3 Ninjas feels cheap and lazy, living up to what a rip-off is. The two movies it steals from both hold up and are films I would show to my eleven year old nephew. 3 Ninjas should remain trapped in 1992.
Stands on its Own
Much like its remake counterpart, the rip-off takes elements from the successful material, and make it work. The rip-off title is only mildly applied to it, instead of it written all over the screen. Raiders of the Lost Ark brought a lot of adventure in exotic location films in the 1980’s. The title that towers over the cheap imitators is Romancing the Stone.
Like its predecessor, the film is an adventure in an exotic location with the purpose to find treasure. Along the way, the heroes are faced with several obstacles before arriving to the finish line.

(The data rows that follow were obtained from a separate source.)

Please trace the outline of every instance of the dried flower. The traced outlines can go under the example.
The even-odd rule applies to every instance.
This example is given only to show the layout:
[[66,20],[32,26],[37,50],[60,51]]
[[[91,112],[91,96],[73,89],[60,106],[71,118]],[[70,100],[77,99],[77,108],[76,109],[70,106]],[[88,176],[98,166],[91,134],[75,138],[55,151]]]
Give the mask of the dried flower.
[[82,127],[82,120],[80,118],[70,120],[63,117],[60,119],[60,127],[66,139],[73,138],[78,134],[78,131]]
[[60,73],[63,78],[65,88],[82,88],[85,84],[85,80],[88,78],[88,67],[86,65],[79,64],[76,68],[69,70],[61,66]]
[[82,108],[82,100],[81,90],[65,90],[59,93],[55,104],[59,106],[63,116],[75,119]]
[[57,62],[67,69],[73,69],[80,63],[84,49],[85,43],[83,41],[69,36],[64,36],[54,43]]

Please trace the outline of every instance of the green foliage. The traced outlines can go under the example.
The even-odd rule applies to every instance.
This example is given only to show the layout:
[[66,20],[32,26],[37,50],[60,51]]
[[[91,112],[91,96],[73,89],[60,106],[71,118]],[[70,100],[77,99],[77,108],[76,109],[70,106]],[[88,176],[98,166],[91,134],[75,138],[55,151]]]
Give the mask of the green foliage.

Romancing the Stone succeeds where other rip-offs fail in that it gives the viewer many things to enjoy. The stars have great chemistry, the story is engaging, fun and the thing that sets it most apart: humor. The film has many scenes with funny dialogue and situations which balances well with the exciting adventure moments to make for an entertaining action-comedy.
Goes its Own Path
Much like a rip-off that stands on its own, a rip-off that goes its own path is when the film takes the formula, but goes in a radically different direction. By going off course, only fragments of being a rip-off remain. The film, Halloween, helped spawn the 1980’s slasher boom. Two years after the release of this film, a rip-off came, only it would go on to form its own identity and produce more sequels: Friday the 13th.
Both films feature a childhood trauma: child murders his sister and gets committed in one, and a mentally challenged kid is a victim of bullying and drowns because camp counselors were busy trying to get laid. Both grow up to be silent, masked killers (Jason is not the killer in the first film, but shows up at the end) that go after horny teenagers and clueless adults. Finally, each are set in their own established location: Haddonfield, IL and Camp Crystal Lake. Shifts in location are the first of many things Friday the 13th uses to go its own path.
Throughout the series, Jason Voorhees goes to New York, Hell and even outer space in the future. He’s been brought back from the dead by lightning and telepathy along with other methods. Michael Myers has yet to go to space.
The first Halloween is a better film than the first Friday the 13th in terms of tension, character and film structure. However, the sequels of Friday the 13th are far more interesting in that it started as a Halloween rip-off, but did things in its own fascinating, and at times, bizarre way.
Like remakes, rip-offs will continue to get made because of money. As long as the hits come, there will be just as many miscalculations and some successes when making a movie.
Not all rip-offs are the same, some are bad and some are good. Before you write off a movie for looking like it ripped off a popular one, give it a chance first at your local multiplex or rental service. It might just be better, and hopefully not worse, than expected.